GENEALOGIA SURFINGOWA. PERYKOP KULTUROZNAWCZY
Mając do wyboru książki drukowane i ich elektroniczne odpowiedniki – wybieram książki. Wyjątek robię podczas intensywnych poszukiwań genealogicznych. Mając niewiele czasu na odszukanie informacji o osobie, która nie posiada biogramu w wikipedii - muszę z konieczności korzystać z elektronicznych baz danych. Trzeba zacząć od ustalenia właściwej pisowni nazwiska osoby poszukiwanej, później ustalić datę i miejsce urodzenia. Pierwszym krokiem jest odszukanie parafii, w której sporządzono akt urodzenia. To genealogiczne abecadło.Puntem wyjścia poszukiwań może być nekrolog. Wybieramy ścieżkę retrogresywną: posuwamy się wstecz na osi czasu. Przy odrobinie szczęścia, korzystając z doświadczenia, intuicji i rzecz jasna z wyszukiwarek, możemy zdobyć informacje pozwalające na wydobycie z niepamięci jakiejś konkretnej postaci.
Gdy nie posiadamy żadnych wiadomości o „mateczniku”, z którego pochodzić mogła rodzina poszukiwanego, warto przejrzeć spis nazwisk (z bazy PESEL) z podaną listą frekwentacyjną (statystyka występowania danego nazwiska), wg podziału na województwa i powiaty. Forma nazwiska jest dla wytrawnych genealogów bezcenną wskazówką. Z zastrzeżeniem: im rzadziej występująca forma nazwiska – tym lepiej dla poszukiwań; poszukiwanie osób o nazwisku Zieliński na pewno zajmie więcej czasu niż (przykładowo) nazwiska Kupść.
Największą przygodą dla genealoga jest płynne przechodzenie od jednego dokumentu do drugiego. Wiadomości geograficzne trzeba zsynchronizować z wiadomościami historycznymi, Na przykład akt ślubu prowadzi nas jak po sznurku (tak jak po fali, tak jak po linie) do rodziców poszukiwanej osoby. Otrzymujemy bowiem wiarygodne dane geograficzne (miejsce urodzenia i parafię); gdy jeden z małżonków (zazwyczaj pan młody) pochodzi z innej parafii, rozpoczynamy wędrówkę po kraju. W przypadku rodzin chłopskich będzie to wędrówka co najwyżej do sąsiednich parafii, w przypadku rodzin szlacheckich do najdziwniejszych zakątków w kraju (czasem za jego granicami), trzeba szukać majątków dziedzicznych, a co gorsze tylko przez jakiś czas dzierżawionych; w przypadku rodzin mieszczańskich nie obejdzie się bez ksiąg meldunkowych poszczególnych miast i miasteczek.

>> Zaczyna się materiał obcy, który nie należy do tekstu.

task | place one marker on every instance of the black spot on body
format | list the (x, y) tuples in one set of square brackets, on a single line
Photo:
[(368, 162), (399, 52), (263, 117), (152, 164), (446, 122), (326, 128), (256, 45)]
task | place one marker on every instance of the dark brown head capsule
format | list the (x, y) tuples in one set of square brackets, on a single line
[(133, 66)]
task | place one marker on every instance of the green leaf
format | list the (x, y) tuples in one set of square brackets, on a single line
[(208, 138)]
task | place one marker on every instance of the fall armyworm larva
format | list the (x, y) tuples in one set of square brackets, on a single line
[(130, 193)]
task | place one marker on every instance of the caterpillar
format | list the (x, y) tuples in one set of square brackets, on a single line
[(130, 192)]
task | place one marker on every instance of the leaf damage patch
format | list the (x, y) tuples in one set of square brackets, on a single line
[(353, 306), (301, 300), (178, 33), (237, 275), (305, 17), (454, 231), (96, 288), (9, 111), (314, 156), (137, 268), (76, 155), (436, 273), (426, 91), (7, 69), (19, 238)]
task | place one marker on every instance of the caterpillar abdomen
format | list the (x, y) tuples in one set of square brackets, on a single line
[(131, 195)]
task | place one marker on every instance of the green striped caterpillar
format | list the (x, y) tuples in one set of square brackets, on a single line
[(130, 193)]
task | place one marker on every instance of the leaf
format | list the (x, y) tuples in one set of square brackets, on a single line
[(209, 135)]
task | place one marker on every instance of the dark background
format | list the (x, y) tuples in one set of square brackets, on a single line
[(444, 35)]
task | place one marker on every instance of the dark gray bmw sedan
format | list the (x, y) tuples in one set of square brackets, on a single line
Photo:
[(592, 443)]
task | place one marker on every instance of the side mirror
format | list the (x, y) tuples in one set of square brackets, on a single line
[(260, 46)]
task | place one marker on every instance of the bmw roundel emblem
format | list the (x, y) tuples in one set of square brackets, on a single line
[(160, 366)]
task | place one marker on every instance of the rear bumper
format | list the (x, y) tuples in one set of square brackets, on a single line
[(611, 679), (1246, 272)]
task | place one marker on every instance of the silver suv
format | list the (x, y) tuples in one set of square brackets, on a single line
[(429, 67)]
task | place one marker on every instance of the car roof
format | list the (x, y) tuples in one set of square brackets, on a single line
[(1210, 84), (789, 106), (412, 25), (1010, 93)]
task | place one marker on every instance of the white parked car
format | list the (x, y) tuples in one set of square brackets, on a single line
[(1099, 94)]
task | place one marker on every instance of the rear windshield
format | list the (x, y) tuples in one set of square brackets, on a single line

Każde poszukiwanie kryje w sobie jakąś emocję; na początku będzie wiele niewiadomych - w trakcje pokonywania kolejnych etapów wędrówki niektóre zagadki zostaną wyjaśnione (z przyjemnym doznaniem odkrywania nowych, nieznanych lądów), inne będą wymagały strategii detektywa i metod znanym służbom specjalnym, np.deszyfrantom, w przypadku, gdy mamy do czynienia z łaciną, językiem niemieckim czy rosyjskim. Nagrodą za poruszanie się w takim labiryncie danych jest okrycie kolejnego napisu, strzałki, właściwej ścieżki. Dawne, biblioteczne i archiwalne kwerendy były piekielnie kłopotliwe i czasochłonne. Obecnie możemy z wdziękiem surfera mknąć przez elektroniczne bazy. To, co zajęło mi kilkanaście lat (udokumentowanie kilku tysięcy mieszkańców osady), biegły genealog- informatyk może zrobić w trzy, cztery miesiące.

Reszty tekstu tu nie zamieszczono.